Advice on unsigned int (Gangnam Style edition)

Question

The video "Gangnam Style" (I'm sure you've heard it) just exceeded 2 billion views on youtube. In fact, Google says that they never expected a video to be greater than a 32-bit integer... which alludes to the fact that Google used int instead of unsigned for their view counter. I think they had to re-write their code a bit to accommodate larger views.

Checking their style guide: https://google-styleguide.googlecode.com/svn/trunk/cppguide.html#Integer_Types

...they advise "don't use an unsigned integer type," and give one good reason why: unsigned could be buggy.

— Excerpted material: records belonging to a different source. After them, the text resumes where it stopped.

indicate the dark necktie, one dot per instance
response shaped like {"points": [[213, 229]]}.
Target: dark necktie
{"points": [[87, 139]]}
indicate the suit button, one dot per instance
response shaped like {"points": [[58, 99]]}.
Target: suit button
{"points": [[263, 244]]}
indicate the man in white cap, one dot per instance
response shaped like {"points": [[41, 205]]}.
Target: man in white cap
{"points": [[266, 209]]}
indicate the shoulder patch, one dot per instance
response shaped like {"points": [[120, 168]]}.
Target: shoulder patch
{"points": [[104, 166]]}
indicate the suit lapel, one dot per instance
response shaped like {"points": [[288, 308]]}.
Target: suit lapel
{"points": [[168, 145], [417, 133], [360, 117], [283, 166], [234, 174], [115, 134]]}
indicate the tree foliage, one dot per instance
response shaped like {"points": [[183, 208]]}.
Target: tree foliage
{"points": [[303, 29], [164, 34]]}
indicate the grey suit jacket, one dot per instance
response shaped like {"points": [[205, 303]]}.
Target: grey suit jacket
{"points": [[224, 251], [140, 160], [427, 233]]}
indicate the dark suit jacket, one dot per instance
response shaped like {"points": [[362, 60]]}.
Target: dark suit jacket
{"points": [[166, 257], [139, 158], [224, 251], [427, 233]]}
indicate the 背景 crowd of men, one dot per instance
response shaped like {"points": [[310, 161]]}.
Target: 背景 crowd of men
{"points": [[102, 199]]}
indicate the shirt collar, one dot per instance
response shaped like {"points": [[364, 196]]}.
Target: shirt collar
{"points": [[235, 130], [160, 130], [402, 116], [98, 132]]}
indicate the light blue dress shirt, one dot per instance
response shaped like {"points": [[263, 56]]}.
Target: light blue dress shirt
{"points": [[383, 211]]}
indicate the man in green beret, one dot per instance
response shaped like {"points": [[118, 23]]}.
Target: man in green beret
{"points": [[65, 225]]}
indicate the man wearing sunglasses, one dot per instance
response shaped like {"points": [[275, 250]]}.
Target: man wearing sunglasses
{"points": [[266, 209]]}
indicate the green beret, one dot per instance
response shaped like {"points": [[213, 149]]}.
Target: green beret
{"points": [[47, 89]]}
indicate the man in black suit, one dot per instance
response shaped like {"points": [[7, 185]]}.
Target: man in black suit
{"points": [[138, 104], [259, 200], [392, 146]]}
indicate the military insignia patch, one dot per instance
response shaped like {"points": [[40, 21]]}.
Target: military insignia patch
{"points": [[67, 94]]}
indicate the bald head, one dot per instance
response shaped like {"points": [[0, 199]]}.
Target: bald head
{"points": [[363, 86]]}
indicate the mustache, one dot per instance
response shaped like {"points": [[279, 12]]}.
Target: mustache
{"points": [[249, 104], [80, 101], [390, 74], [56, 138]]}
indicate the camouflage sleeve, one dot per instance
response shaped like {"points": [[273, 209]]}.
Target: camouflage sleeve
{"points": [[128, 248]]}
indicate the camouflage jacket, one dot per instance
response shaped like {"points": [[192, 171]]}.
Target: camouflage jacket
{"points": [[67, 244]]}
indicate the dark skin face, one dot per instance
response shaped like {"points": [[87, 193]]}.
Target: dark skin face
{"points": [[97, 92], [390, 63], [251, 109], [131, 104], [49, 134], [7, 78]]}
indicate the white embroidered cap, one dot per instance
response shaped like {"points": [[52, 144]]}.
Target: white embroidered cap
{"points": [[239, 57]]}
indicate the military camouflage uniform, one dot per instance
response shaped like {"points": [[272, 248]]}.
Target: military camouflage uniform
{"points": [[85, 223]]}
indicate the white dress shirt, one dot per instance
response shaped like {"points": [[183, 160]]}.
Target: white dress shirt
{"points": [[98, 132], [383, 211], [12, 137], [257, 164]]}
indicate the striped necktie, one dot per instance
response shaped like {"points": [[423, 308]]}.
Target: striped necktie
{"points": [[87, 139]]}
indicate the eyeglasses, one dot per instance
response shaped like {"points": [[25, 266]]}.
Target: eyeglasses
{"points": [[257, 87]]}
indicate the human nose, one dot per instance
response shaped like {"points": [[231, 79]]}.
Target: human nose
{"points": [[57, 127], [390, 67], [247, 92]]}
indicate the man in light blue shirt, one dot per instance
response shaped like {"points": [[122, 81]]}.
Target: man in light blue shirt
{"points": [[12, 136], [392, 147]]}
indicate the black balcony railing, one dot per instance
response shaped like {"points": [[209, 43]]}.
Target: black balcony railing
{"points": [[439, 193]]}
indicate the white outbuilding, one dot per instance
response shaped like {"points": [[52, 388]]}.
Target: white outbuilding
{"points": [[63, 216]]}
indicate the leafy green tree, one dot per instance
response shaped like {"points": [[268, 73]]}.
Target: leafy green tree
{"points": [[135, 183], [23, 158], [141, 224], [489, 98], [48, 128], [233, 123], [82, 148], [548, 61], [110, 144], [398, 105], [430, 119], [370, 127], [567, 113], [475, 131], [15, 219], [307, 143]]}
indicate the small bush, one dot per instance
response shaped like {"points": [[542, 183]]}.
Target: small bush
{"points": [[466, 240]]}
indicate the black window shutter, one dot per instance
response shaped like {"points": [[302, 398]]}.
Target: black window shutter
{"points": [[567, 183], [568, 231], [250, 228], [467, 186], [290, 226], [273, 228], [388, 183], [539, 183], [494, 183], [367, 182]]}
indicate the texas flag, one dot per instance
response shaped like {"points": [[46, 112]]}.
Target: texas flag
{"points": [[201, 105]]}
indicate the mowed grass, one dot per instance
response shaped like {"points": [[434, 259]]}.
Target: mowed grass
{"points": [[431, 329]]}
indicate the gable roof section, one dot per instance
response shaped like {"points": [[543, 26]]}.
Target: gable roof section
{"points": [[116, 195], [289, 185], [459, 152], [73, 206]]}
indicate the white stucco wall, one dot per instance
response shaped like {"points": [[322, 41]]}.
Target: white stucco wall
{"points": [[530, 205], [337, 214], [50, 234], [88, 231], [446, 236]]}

It's a good reason, but could be guarded against. My question is: is it bad coding practice in general to use unsigned int?

What a stupid rule: "don't use unsigned type". I can think of a million use cases for unsigned types. — Cory Kramer, Dec 03 '14 at 15:13
I totally disagree with that guideline. The problem with their example is that they're using `i >= 0` as a condition when `i` is an `unsigned int` - that's just stupid. Of course the condition is always going to be true. In fact, in this case, `unsigned int` has done its job! It's never negative! — Joseph Mansfield, Dec 03 '14 at 15:13
I don't agree with that rule either perhaps it is out of fear of corner cases that can happen when you mix signed and unsigned type like in my [answer here](http://stackoverflow.com/a/22047204/1708801) but honestly using the correct warning flags and static analysis should catch these issues. — Shafik Yaghmour, Dec 03 '14 at 15:16
@JosephMansfield I think they realise it's stupid, but it's something that can and has happened. And I see how it could. — keyser, Dec 03 '14 at 15:16
@keyser I can see how many mistakes can happen, but that doesn't mean I start using the wrong tools just to avoid making mistakes with the right tools. — Joseph Mansfield, Dec 03 '14 at 15:20
@JosephMansfield You shouldn't :) Some guidelines are in place for sub-optimal reasons. — keyser, Dec 03 '14 at 15:21
They don't prohibit unsigned types totally. "When appropriate, you are welcome to use standard types like **`size_t`** and `ptrdiff_t`." — Anton Savin, Dec 03 '14 at 15:36
@AntonSavin In fact, their rule is the one I've seen in every shop I've worked in. It seems to be widely accepted by professional programmers; the unsigned types in C++ are often categorized as being broken. (Probably overstatement, but they don't behave well for numeric values.) — James Kanze, Dec 03 '14 at 16:10
OTOH unsigned types are less likely to format your harddisk. — MSalters, Dec 04 '14 at 07:44
@MSalters Yes and no. Arithmetic with them never results in undefined behavior. But unless proper precautions are taken, any arithmetic can result in invalid values for the context they are being used in. Which can, in turn, result in undefined behavior. The idea that using `unsigned` as an index, rather than `int`, will guarantee that your index is in bounds, is ludicrous. (I don't think you're claiming such, but it is, fundamentally, the underlying argument in favor of using `unsigned` rather than `int` for indices.) — James Kanze, Dec 05 '14 at 12:53

score 13 · Answer 1 · answered Dec 03 '14 at 16:06

13

The Google rule is widely accepted in professional circles. The problem is that the unsigned integral types are sort of broken, and have unexpected and unnatural behavior when used for numeric values; they don't work well as a cardinal type. For example, an index into an array may never be negative, but it makes perfect sense to write abs(i1 - i2) to find the distance between two indices. Which won't work if i1 and i2 have unsigned types.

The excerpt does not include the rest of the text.